Recently, I walked through the aisles of my local supermarket and was horrified when I stumbled upon the American section.  Imagine a few shelves packed with every manner of preservative and artificial color.  Everything from Fruity Pebbles to Nerds and Cheetos to Pop Tarts and Kraft Macaroni & Cheese.  Basically, food for children.  Or stoned people.  I was so embarrassed I had to walk away.  I didn’t want other shoppers to think I was contemplating putting any of these items into my basket.  Then I saw the Boylan’s Black Cherry Soda and I couldn’t resist.  I also couldn’t help thinking about Lenny Bruce.

In the 1960s, Bruce neologized Jewish and Goyish as part of his act.  In it, he included many foods.  Black cherry soda being one of them and to me the most memorable.  Probably because as a kid it was my favorite drink to order when eating Reuben sandwiches at Greenblatt’s.

Kool-Aid is goyish. All Drake’s cakes are goyish. Pumpernickel is Jewish, and, as you know, white bread is very goyish. Instant potatoes–goyish. Black cherry soda’s very Jewish. Macaroons are very Jewish–very Jewish cake. Fruit salad is Jewish. Lime jello is goyish. Lime soda is very goyish.”  This is what played out in my head as I stood mouth agape looking at the black cherry soda of my youth.  I started to feel self-conscious with all the passersby witnessing my struggle.   

Eventually I put the indecision to an end and put the bottle of Boylan’s in my basket.  I headed for the check out and drank my soda with relish on the way home.  When it was finished, I hid the evidence of my crime against acceptable cuisine in some random recycling bin on the street.  I wanted no evidence to shame my English family.

Then the snob in me surfaced.  Sure I might have been purchasing crap from the American section of the grocery store but I was buying Jewish crap, not Goyish. Not that any English person would necessarily know the difference.  Nor any Goy.  But I knew and this made me feel superior.
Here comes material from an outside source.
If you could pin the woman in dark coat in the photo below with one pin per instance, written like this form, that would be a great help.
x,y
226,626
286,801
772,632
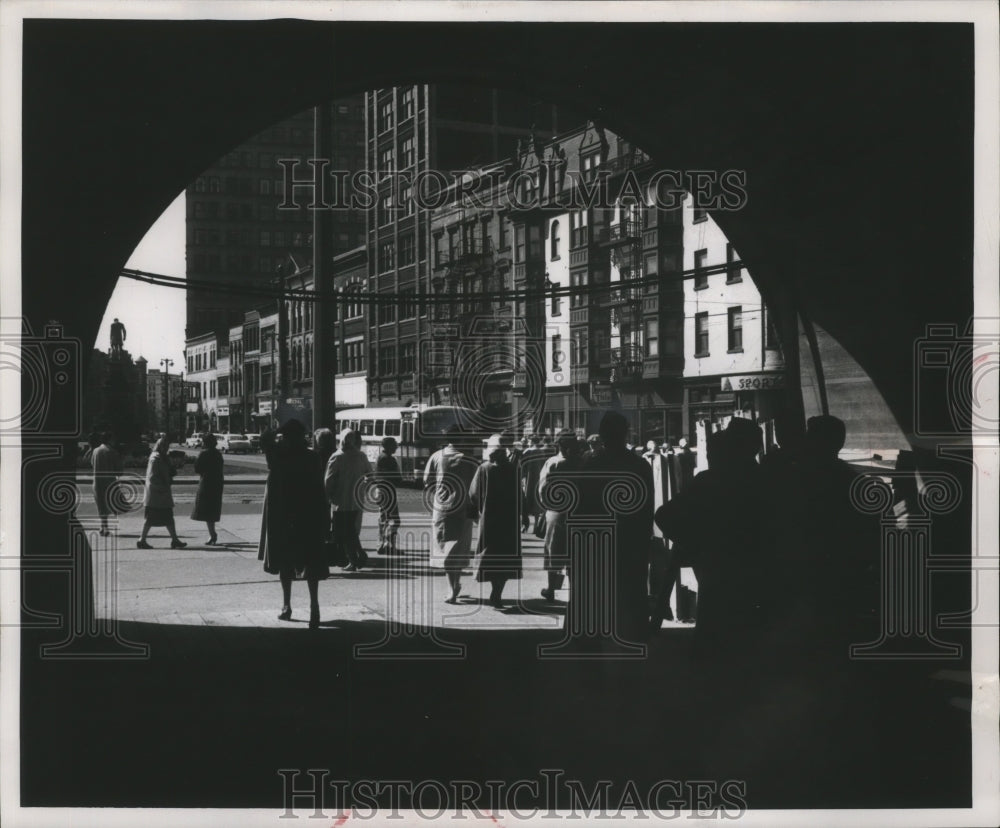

When I came home, I had Lenny Bruce on the brain and that night his spirit found its way into my cooking.  Throughout his career, Bruce was frequently arrested under charges of obscenity.  And as obscene as he was charged for being, I topped that in the kitchen by making the most unkosher thing imaginable(not that I’m kosher).  Crab cakes with creme fraiche on top.

Lenny, I dedicate this obscenely good crab cake recipe to you and if you were around, I’d invite over for dinner so you wouldn’t have to be all alone.

Ingredients:  

1/2 a pound of cooked crab meat

2 medium potatoes, peeled, diced, boiled and steam dried

a bunch of dill, chopped

a bunch of chives, chopped

2 tablespoons of capers, chopped

1/2 teaspoon sumac

1/4 teaspoon smoked paprika

the zest and juice of a lemon

3 tablespoons creme fraiche

1/4 cup mayonnaise

vegetable oil for frying

salt & pepper

a plate of flour for dredging

a plate of one whisked egg

a plate of bread crumbs (I find 2 pieces of toast is all I need)

 

Method: 

In a large bowl, mash the potatoes with half the herbs, spices, zest, and juice.  Then mix in the crab and incorporate well.

crab mixture

Form the mixture into cakes and refrigerate them about half an hour.  While they are chilling, combine the creme fraiche, mayonnaise, remaining herbs/spices/juice/zest for your sauce.  Set this aside.

crab cakes

Dredge the cakes in flour, then egg, then coat with breadcrumbs.

pre-frying

Place some oil in a large skillet.  Over medium heat, fry the cakes until golden on both sides.

frying

Serve immediately topped with sauce.